You could have added a 4th case:
mtcars %>%
group_by(cyl) %>%
mutate_if(is.double, mean)
# A tibble: 32 x 11
# Groups: cyl [3]
mpg cyl disp hp drat wt qsec vs am gear carb
<dbl> <dbl> <dbl> <dbl> <dbl> <dbl> <dbl> <dbl> <dbl> <dbl> <dbl>
1 19.7 6 183. 122. 3.59 3.12 18.0 0.571 0.429 3.86 3.43
2 19.7 6 183. 122. 3.59 3.12 18.0 0.571 0.429 3.86 3.43
3 26.7 4 105. 82.6 4.07 2.29 19.1 0.909 0.727 4.09 1.55
4 19.7 6 183. 122. 3.59 3.12 18.0 0.571 0.429 3.86 3.43
5 15.1 8 353. 209. 3.23 4.00 16.8 0 0.143 3.29 3.5
6 19.7 6 183. 122. 3.59 3.12 18.0 0.571 0.429 3.86 3.43
7 15.1 8 353. 209. 3.23 4.00 16.8 0 0.143 3.29 3.5
8 26.7 4 105. 82.6 4.07 2.29 19.1 0.909 0.727 4.09 1.55
9 26.7 4 105. 82.6 4.07 2.29 19.1 0.909 0.727 4.09 1.55
10 19.7 6 183. 122. 3.59 3.12 18.0 0.571 0.429 3.86 3.43
# ... with 22 more rows
mutate(), as summarise(), takes the groups into account, but it does not summarise the data frame by only giving you the "summary" for each group. Instead, all the rows are maintained (as with modify()), but you get the means per group.

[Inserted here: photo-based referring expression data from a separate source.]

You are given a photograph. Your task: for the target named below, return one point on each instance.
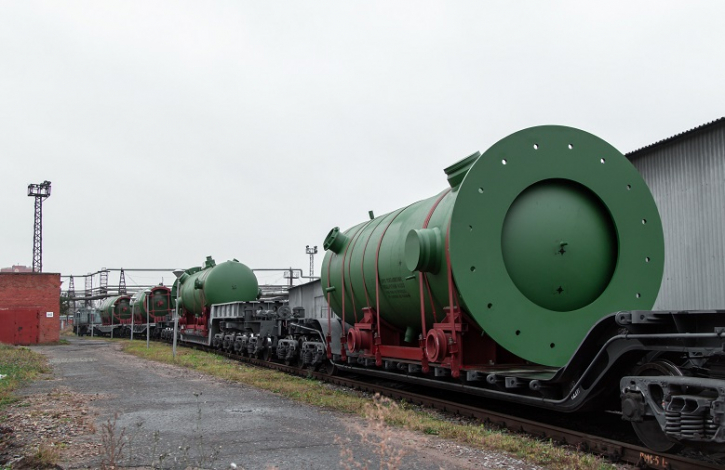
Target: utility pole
(312, 252)
(40, 192)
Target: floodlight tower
(312, 251)
(40, 192)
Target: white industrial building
(686, 174)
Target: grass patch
(18, 365)
(397, 414)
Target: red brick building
(29, 308)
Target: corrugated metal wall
(687, 178)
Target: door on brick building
(19, 325)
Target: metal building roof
(691, 132)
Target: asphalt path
(178, 419)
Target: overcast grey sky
(172, 130)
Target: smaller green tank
(160, 303)
(230, 281)
(115, 309)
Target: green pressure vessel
(160, 303)
(116, 308)
(544, 234)
(230, 281)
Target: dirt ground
(64, 429)
(60, 426)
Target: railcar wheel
(649, 431)
(328, 368)
(266, 354)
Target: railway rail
(615, 451)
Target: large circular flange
(553, 229)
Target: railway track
(615, 451)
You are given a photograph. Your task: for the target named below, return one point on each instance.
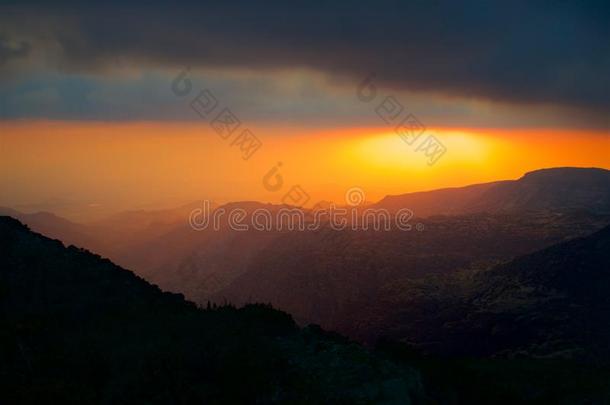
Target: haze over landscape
(305, 203)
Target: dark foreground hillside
(75, 328)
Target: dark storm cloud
(536, 51)
(12, 50)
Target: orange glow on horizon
(117, 166)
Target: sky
(105, 107)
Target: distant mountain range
(331, 277)
(557, 189)
(75, 328)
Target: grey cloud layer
(522, 52)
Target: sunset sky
(95, 118)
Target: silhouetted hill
(75, 328)
(557, 189)
(554, 303)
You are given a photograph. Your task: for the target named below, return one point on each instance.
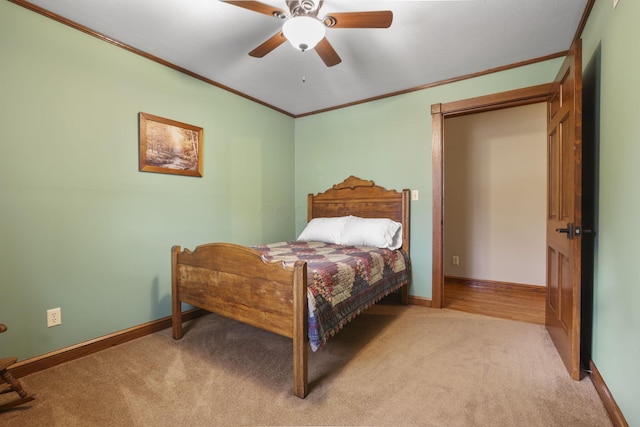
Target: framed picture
(167, 146)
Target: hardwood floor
(524, 303)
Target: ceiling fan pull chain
(304, 78)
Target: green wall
(613, 33)
(81, 228)
(389, 142)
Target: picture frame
(168, 146)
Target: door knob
(570, 230)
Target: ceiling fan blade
(327, 53)
(266, 47)
(256, 6)
(380, 19)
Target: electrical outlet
(54, 317)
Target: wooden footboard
(234, 281)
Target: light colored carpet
(392, 366)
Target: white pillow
(327, 230)
(378, 232)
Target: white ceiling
(429, 41)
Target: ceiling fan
(305, 29)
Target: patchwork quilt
(342, 280)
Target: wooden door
(564, 211)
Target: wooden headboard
(359, 197)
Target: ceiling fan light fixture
(303, 32)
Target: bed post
(176, 305)
(300, 329)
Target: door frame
(440, 112)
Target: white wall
(495, 195)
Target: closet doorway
(440, 112)
(495, 181)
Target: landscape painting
(168, 146)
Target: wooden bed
(234, 281)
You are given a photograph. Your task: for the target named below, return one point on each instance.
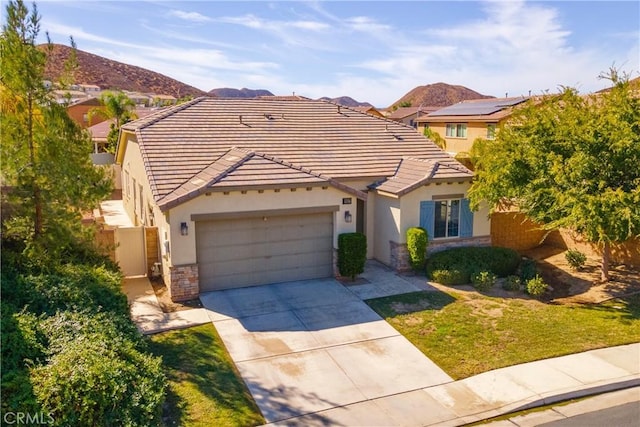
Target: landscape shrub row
(457, 266)
(69, 348)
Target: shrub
(511, 283)
(97, 375)
(352, 254)
(575, 258)
(528, 270)
(417, 241)
(450, 277)
(467, 260)
(536, 286)
(483, 280)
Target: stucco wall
(369, 226)
(387, 214)
(183, 248)
(456, 145)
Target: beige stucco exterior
(395, 215)
(456, 145)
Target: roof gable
(413, 173)
(478, 107)
(242, 169)
(333, 141)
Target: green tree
(46, 156)
(570, 161)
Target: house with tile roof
(254, 191)
(462, 123)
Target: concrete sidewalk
(147, 313)
(493, 393)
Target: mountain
(437, 95)
(346, 101)
(108, 74)
(226, 92)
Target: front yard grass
(204, 387)
(467, 333)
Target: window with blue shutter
(446, 218)
(466, 219)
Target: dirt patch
(165, 302)
(404, 307)
(581, 286)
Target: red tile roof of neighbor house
(301, 139)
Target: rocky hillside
(226, 92)
(108, 74)
(437, 95)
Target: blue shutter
(466, 219)
(427, 216)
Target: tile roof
(413, 173)
(239, 169)
(333, 141)
(478, 110)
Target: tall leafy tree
(570, 161)
(46, 156)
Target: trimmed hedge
(460, 263)
(417, 242)
(69, 347)
(352, 254)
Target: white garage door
(255, 251)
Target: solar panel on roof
(477, 108)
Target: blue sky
(373, 51)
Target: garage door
(255, 251)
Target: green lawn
(204, 387)
(468, 333)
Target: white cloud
(189, 16)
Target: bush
(352, 254)
(575, 258)
(98, 375)
(536, 286)
(528, 270)
(483, 280)
(417, 241)
(511, 283)
(468, 260)
(450, 277)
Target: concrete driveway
(308, 346)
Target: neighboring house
(70, 96)
(254, 191)
(140, 99)
(93, 90)
(462, 123)
(100, 131)
(79, 111)
(163, 100)
(409, 115)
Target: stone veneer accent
(184, 283)
(400, 253)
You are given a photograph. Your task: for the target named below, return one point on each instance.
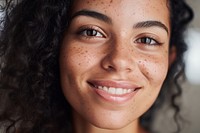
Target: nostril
(110, 68)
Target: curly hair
(31, 99)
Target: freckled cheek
(155, 69)
(76, 59)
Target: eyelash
(148, 41)
(90, 32)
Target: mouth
(114, 90)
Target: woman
(89, 66)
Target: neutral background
(191, 93)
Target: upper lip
(113, 83)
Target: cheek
(155, 69)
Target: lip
(130, 90)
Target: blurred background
(190, 102)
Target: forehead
(123, 9)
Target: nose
(119, 57)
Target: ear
(172, 55)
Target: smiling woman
(89, 66)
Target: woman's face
(114, 59)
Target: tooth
(105, 88)
(100, 87)
(111, 90)
(129, 90)
(119, 91)
(124, 91)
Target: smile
(115, 91)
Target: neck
(83, 126)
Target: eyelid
(91, 27)
(150, 36)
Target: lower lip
(115, 98)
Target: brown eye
(91, 33)
(147, 40)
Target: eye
(147, 40)
(91, 32)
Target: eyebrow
(106, 19)
(93, 14)
(148, 24)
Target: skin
(117, 55)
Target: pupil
(146, 40)
(91, 32)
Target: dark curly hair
(31, 100)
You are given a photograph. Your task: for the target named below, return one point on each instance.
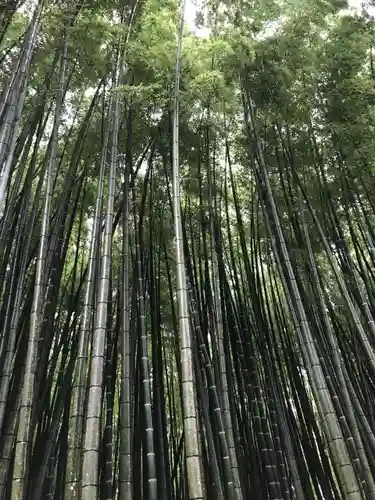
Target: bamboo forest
(187, 249)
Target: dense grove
(187, 250)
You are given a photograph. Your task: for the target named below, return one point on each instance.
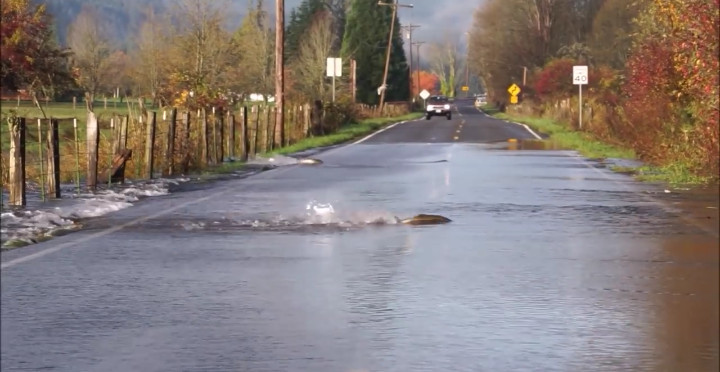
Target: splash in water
(320, 213)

As for your additional question in your edit:
It doesn't really matter. The main difference between modify() and mutate() is that the former does not take groups into account while the 2nd does. But since you are not using group_by() in that last example, the outputs are pretty much the same (except that mutate() gets rid of the rownames and modify() does not). So I guess you could pick one or the other depending on whether you want them or not.